Q: Does Apple have nothing but contempt for its users?
A: Yes, Apple’s evil. When Apple barred Flash from iOS, Flash was the best and only way to play .swf files. Apple’s video alternative, H.264, wasn’t nearly as widely used. Thus Apple’s solution was “inferior” and appeared to be against its own users’ interests. Sheer corporate greed! Trillion words have been written about just how misguided Apple was in denying its users the glory of Flash on iOS. Well, Flash is now dead on mobile. And yet the Earth’s obliquity of the ecliptic is still about 23.4°. We seemed to have survived that one.
Q: So all you’re saying is that Apple Maps was rushed out the door even though it wasn’t quite ready?
A: As they say, every turn-by-turn direction starts with the first step. The longer Apple waits the harder it gets.
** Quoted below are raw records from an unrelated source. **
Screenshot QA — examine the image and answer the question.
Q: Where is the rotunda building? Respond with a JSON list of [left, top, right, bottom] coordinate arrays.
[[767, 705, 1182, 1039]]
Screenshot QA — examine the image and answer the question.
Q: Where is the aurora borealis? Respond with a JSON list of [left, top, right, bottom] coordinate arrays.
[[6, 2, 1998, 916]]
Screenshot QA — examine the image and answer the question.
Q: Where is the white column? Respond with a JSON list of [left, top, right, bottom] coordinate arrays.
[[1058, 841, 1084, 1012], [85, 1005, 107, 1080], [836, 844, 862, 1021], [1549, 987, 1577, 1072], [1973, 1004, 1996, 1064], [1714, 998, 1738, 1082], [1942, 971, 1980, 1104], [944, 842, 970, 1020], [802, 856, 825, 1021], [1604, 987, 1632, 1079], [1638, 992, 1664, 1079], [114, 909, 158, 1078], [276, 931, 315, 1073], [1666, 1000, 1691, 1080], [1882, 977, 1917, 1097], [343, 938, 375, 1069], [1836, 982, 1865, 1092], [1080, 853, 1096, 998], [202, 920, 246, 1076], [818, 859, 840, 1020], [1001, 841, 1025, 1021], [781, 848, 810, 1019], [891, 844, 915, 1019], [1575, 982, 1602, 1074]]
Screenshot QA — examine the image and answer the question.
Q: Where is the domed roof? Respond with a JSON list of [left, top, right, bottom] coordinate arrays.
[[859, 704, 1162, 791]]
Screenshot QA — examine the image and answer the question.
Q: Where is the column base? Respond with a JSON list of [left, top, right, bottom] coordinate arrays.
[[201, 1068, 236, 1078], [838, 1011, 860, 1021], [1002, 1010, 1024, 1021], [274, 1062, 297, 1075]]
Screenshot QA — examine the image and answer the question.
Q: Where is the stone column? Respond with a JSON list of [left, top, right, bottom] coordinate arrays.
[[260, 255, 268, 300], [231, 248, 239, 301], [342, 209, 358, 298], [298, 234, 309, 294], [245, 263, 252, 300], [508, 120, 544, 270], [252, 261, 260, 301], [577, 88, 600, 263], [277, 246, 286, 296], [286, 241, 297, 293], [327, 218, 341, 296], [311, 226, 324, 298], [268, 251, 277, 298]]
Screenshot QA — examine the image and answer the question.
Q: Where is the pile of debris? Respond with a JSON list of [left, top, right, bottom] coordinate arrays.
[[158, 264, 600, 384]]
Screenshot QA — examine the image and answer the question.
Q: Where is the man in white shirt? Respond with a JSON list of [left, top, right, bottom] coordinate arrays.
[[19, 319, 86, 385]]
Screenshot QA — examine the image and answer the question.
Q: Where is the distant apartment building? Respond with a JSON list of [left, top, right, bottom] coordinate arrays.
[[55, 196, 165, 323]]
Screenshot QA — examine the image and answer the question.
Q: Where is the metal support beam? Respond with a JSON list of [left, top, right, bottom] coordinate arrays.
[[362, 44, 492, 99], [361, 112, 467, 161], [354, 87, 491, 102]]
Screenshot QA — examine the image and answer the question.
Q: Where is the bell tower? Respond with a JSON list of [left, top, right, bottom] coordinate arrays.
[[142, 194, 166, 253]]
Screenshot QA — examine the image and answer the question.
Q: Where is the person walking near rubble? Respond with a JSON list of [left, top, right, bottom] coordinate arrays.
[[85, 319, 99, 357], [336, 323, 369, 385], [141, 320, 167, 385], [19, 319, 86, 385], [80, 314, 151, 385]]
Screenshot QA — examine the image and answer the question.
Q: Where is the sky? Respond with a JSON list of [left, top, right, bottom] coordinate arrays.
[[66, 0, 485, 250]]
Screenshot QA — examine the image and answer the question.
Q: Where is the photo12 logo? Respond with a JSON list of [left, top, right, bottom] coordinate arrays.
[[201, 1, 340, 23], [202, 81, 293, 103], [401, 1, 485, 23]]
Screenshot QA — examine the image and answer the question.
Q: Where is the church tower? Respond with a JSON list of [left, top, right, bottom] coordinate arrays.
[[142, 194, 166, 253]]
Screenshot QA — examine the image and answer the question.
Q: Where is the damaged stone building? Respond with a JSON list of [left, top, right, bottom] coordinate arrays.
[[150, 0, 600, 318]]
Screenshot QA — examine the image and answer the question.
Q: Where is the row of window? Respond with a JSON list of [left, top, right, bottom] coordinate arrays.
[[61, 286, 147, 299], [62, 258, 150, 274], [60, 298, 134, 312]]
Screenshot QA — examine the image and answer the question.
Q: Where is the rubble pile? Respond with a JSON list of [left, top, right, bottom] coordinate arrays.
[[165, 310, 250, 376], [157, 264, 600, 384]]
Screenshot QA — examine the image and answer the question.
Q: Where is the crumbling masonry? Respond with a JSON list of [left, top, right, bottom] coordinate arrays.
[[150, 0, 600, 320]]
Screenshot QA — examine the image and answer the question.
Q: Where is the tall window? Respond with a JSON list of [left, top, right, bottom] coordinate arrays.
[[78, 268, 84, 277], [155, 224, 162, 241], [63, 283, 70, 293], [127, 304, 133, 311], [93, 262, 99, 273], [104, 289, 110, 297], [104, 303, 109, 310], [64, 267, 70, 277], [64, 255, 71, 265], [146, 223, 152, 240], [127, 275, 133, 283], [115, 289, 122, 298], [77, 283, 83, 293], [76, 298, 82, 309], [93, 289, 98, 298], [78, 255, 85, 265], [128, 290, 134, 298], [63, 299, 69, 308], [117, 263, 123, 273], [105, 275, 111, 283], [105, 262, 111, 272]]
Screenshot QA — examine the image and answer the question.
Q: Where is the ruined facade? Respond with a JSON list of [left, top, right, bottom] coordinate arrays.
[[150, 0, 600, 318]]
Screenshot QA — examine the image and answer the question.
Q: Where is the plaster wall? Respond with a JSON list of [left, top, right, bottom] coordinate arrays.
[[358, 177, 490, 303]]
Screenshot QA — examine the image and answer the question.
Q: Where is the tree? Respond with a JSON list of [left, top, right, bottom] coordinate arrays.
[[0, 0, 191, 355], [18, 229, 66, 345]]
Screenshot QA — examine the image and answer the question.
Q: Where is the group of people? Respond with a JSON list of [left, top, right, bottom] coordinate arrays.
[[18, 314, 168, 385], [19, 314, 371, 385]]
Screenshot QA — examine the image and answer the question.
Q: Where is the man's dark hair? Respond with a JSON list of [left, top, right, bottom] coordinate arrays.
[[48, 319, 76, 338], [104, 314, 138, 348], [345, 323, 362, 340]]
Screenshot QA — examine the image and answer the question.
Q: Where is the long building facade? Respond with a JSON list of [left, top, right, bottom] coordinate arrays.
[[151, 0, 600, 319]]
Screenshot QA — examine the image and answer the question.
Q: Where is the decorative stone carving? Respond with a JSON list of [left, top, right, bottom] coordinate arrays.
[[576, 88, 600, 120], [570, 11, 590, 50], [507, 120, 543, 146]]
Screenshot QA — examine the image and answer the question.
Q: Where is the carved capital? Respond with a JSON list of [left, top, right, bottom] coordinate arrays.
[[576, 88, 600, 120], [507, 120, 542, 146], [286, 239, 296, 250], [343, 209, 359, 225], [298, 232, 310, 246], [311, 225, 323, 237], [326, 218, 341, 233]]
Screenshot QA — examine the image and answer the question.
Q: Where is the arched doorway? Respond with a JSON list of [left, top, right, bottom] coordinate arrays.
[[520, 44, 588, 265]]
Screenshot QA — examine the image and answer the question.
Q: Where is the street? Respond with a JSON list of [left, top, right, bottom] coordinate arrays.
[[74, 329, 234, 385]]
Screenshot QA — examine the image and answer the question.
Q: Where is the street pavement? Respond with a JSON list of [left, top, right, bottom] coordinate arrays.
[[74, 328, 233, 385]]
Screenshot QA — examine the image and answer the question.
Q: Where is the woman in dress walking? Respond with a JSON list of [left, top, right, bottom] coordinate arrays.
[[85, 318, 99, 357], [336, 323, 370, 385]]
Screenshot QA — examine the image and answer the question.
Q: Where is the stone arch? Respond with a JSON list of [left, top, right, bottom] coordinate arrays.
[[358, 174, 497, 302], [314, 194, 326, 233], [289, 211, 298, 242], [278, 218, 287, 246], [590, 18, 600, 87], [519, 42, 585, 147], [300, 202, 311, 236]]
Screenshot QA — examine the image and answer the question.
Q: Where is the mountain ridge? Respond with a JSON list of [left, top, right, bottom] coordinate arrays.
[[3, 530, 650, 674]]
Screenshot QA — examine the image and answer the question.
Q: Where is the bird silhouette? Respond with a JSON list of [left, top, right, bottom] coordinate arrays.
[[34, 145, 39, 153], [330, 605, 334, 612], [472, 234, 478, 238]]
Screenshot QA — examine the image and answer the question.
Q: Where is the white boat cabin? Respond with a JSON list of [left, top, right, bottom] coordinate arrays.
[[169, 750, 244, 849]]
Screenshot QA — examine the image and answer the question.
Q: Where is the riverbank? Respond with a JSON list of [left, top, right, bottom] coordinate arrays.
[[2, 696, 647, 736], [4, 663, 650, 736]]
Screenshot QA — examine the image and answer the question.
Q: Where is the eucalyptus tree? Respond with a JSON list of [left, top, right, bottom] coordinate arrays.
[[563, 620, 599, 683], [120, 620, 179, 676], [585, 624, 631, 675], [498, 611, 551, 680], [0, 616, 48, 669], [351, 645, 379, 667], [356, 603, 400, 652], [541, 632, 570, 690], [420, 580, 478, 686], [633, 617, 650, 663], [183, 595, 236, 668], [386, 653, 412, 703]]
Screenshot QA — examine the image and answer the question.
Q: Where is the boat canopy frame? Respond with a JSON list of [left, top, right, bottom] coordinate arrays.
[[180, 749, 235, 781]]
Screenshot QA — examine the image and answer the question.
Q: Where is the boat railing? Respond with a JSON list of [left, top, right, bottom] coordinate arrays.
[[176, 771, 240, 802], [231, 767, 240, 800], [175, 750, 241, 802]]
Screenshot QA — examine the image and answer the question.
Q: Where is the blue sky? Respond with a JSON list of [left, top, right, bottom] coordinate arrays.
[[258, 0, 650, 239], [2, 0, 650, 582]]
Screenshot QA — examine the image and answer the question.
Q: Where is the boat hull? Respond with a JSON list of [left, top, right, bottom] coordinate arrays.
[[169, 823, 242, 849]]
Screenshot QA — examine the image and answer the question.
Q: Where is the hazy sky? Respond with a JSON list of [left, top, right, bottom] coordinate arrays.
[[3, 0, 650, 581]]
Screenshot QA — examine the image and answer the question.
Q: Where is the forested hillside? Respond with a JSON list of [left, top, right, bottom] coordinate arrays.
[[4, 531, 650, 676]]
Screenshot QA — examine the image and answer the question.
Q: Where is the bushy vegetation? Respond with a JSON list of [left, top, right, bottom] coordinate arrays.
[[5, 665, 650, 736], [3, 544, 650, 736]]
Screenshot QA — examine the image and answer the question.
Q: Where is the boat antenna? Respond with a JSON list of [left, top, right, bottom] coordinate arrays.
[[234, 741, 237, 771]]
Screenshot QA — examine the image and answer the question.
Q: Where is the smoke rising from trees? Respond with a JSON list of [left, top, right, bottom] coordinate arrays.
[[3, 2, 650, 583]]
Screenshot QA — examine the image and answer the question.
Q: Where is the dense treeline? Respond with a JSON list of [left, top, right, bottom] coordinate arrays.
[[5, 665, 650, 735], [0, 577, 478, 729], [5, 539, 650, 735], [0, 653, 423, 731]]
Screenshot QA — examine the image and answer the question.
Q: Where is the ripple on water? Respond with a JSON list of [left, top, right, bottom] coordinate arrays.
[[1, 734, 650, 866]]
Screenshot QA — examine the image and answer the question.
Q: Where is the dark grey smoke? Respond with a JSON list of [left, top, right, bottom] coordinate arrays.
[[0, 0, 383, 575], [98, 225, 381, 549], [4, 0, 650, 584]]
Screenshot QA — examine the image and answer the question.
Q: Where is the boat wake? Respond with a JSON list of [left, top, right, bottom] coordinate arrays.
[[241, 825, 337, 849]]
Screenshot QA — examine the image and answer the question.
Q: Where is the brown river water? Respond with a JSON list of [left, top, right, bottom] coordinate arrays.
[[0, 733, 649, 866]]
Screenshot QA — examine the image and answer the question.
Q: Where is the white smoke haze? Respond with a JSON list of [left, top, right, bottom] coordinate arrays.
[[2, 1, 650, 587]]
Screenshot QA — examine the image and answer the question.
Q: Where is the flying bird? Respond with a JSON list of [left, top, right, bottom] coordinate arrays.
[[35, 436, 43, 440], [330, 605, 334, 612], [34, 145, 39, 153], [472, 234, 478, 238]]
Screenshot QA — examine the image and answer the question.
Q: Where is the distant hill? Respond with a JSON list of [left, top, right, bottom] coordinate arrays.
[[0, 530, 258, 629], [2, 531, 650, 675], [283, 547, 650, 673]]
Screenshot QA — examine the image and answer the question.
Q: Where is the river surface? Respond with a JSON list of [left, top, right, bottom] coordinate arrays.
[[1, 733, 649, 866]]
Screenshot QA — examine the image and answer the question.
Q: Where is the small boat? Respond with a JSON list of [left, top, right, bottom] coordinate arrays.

From iPods to iTunes to iPhones to iOS, Apple’s modus operandi has been to introduce products and continuously improve them into widely attractive maturity by adding value without increasing prices, enlarging ecosystems, deepening integration and generally delighting users with a constant stream of innovations. With a user base fast approaching half a billion and thousands waiting in line to buy its latest product at this very moment, we empirically know this to be true. Why should Apple Maps be any different?
- Winckel
an interesting and slightly tongue in cheek discussion about Maps in iOS v Google Maps
- Winckel
I tried it and it says: "This route includes a ferry.". It takes 27 hours and if you drag it to land, it becomes 35 hours. One can argue which route is better, but it certainly is not completely wrong.